Three minutes later, two masked men wearing gloves came running into the store. One stopped at the diamond case and with a cement block broke the glass and started helping himself to the fine jewelry that was in the case. The other man ran to the back of the store where Butler was and with two guns aimed at him demanded that he get on the floor. He quickly got on the floor, face down. They took his wallet and after 30 to 40 seconds in the store they left as quickly as they came. After hearing the door open and close, Butler looked up to make sure they were gone and immediately pushed the panic button.

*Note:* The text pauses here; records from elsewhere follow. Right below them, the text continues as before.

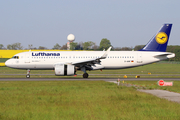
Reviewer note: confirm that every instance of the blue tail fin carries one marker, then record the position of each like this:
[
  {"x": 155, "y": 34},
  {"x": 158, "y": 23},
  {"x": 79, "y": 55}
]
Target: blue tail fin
[{"x": 160, "y": 40}]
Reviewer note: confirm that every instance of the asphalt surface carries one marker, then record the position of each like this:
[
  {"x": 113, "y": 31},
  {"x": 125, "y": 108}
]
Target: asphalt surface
[{"x": 87, "y": 79}]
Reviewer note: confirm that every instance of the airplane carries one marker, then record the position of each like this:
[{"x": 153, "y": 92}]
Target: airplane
[{"x": 68, "y": 62}]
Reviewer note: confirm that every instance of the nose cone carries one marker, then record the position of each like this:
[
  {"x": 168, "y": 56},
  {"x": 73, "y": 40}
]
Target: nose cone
[{"x": 8, "y": 63}]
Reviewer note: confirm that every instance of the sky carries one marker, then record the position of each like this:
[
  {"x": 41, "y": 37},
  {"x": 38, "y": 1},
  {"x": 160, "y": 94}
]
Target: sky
[{"x": 126, "y": 23}]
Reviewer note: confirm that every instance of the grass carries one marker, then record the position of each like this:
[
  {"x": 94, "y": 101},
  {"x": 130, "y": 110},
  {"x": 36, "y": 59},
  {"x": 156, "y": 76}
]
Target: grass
[
  {"x": 154, "y": 85},
  {"x": 157, "y": 70},
  {"x": 3, "y": 59},
  {"x": 74, "y": 100}
]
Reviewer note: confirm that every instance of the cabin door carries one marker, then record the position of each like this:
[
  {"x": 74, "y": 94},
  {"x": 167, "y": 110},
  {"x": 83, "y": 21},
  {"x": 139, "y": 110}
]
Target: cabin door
[
  {"x": 139, "y": 58},
  {"x": 27, "y": 57}
]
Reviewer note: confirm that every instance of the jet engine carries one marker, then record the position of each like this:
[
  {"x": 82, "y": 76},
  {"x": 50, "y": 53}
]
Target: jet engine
[{"x": 64, "y": 69}]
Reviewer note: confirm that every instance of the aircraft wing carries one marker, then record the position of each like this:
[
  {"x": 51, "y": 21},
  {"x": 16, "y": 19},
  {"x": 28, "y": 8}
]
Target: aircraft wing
[{"x": 91, "y": 62}]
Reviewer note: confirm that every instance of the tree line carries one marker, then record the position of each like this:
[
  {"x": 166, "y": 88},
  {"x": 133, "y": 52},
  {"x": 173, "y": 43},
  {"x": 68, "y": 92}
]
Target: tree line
[{"x": 104, "y": 45}]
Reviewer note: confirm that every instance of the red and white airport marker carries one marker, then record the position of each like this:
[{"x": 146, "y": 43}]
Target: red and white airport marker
[{"x": 162, "y": 83}]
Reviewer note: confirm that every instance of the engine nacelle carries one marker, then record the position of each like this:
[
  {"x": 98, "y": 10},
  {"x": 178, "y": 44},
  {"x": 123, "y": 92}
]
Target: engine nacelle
[{"x": 63, "y": 69}]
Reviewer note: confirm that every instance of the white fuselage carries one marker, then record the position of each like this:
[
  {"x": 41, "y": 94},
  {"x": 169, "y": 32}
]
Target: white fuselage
[{"x": 114, "y": 60}]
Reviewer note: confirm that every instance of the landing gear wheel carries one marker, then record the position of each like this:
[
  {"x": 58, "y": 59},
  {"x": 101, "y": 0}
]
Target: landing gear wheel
[
  {"x": 85, "y": 75},
  {"x": 27, "y": 76}
]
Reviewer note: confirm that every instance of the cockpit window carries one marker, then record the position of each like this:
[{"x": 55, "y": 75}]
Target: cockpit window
[{"x": 15, "y": 57}]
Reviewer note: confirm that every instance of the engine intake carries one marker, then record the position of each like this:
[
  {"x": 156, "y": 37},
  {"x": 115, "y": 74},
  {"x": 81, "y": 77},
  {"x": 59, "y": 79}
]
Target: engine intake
[{"x": 63, "y": 69}]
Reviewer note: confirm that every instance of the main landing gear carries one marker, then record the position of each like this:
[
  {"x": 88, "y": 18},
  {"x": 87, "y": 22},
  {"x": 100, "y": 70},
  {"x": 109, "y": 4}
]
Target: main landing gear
[
  {"x": 85, "y": 75},
  {"x": 28, "y": 73}
]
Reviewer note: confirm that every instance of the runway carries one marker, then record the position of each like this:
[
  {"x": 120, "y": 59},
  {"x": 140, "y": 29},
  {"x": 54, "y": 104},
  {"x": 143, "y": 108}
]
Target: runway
[{"x": 88, "y": 79}]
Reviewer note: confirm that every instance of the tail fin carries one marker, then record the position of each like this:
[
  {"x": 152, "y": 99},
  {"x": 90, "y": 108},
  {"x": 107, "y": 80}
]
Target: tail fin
[{"x": 160, "y": 40}]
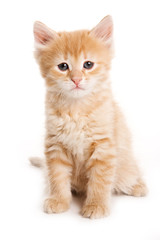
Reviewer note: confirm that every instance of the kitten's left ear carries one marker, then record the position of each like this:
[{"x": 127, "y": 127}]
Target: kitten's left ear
[{"x": 104, "y": 30}]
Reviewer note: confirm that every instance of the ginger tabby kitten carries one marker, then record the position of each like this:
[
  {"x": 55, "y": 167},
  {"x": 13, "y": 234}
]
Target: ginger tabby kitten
[{"x": 87, "y": 145}]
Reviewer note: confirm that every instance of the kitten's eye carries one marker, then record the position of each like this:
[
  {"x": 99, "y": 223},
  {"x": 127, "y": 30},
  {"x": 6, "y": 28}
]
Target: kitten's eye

There were many witnesses in the parking lot, as the store is in a strip center with very active businesses. The police responded and were at the store in less than three minutes. The witnesses cooperated fully with the police giving getaway vehicle details. The woman was caught that day and the two armed robbers were caught the next day.
"I truly believe that one of the main reasons they were caught was because of the cameras that Metro Distributors (owned by Butler's brother, Gaines) had installed just this past November," said Butler. "They got a good picture of the female and of the other two which led to their arrest for this robbery and several others in the area."
Butler wants his fellow retailer jewelers to know: "I can't stress enough the importance of having cameras on the premises. I know the feeling: ‘they are expensive.' But in today's environment, they are a business necessity. We are now preparing to have a buzzer system installed to keep the doors locked and buzz customers in."